Suppression of tumor angiogenesis and growth by gene transfer of a soluble form of vascular endothelial growth factor receptor into a remote organ.

Antiangiogenic therapy shows promise as a strategy for cancer treatment. We constructed an adenovirus (AdVEGF-ExR) expressing the entire extracellular domain of the human vascular endothelial growth factor (VEGF) receptor (flt-1) fused to the Fc portion of human IgG. The soluble receptor secreted from AdVEGF-ExR-infected cells bound to VEGF and inhibited VEGF-induced DNA synthesis in endothelial cells.
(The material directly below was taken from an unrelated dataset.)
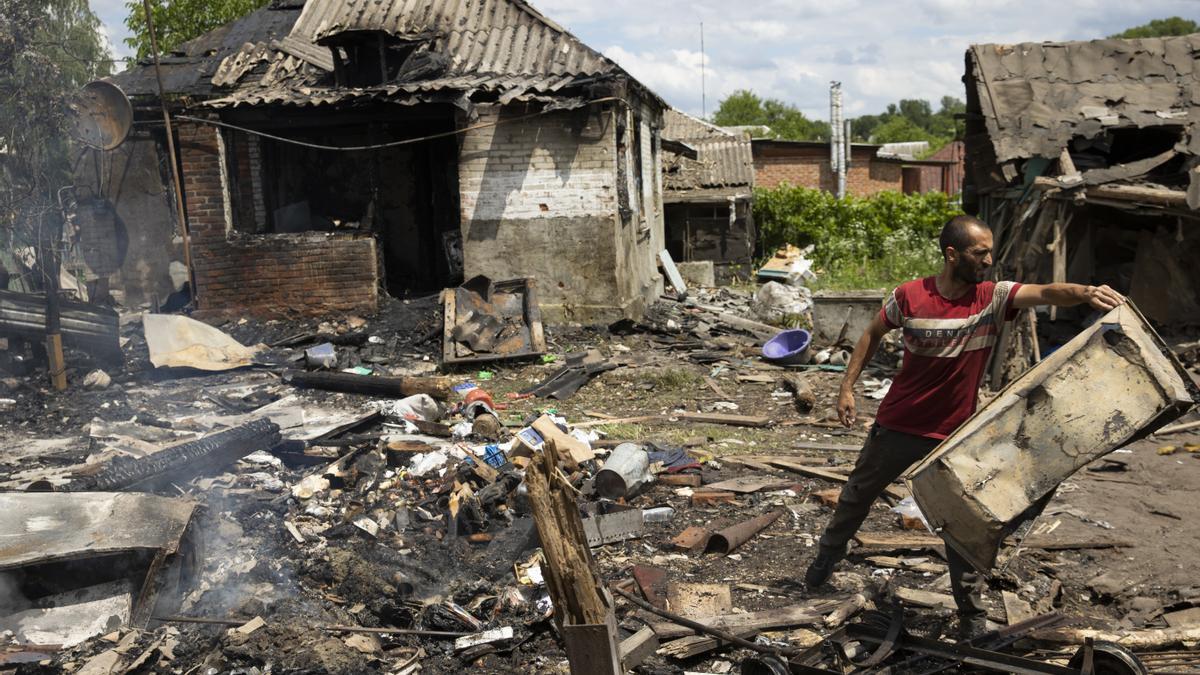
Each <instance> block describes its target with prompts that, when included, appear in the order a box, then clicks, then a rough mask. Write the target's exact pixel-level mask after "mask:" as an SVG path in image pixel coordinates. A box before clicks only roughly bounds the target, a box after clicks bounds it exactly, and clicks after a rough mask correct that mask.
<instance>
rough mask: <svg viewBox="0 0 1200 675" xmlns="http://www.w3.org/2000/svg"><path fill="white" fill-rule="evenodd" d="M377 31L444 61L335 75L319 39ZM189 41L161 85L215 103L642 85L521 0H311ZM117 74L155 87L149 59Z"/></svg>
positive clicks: (521, 98)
When human lung cancer cell line H157, which produces not only VEGF but also fibroblast growth factor 2 and interleukin 8 at substantial levels, was infected with AdVEGF-ExR, cell growth in vitro was not affected. However, when H157 cells infected with AdVEGF-ExR were injected s.c. into nude mice, tumor formation stopped on the 10th day after reaching a certain size (about 100 mm3), and tumor size declined gradually thereafter. When AdVEGF-ExR was injected into skeletal muscle and uninfected H157 cells were injected s.c., the soluble receptor was detectable in the circulating blood for 3 weeks, tumor growth ceased after 10 days, and tumor size declined thereafter. Histological examination revealed that intratumor angiogenesis was markedly suppressed, and apoptosis was enhanced. Using the same experimental protocol, a significant suppression of tumor growth was also seen in four of five other lung cancer cell lines, some of which secreted VEGF at nominal levels, at least under normoxic conditions in vitro. Our results demonstrate that adenovirus-mediated expression of a soluble VEGF receptor in a remote organ could inhibit tumor angiogenesis and enhance apoptosis and thereby suppress tumor growth in vivo. Adenovirus-mediated overexpression of a soluble VEGF receptor in a remote organ may have the potential to be a feasible and effective strategy for cancer treatment.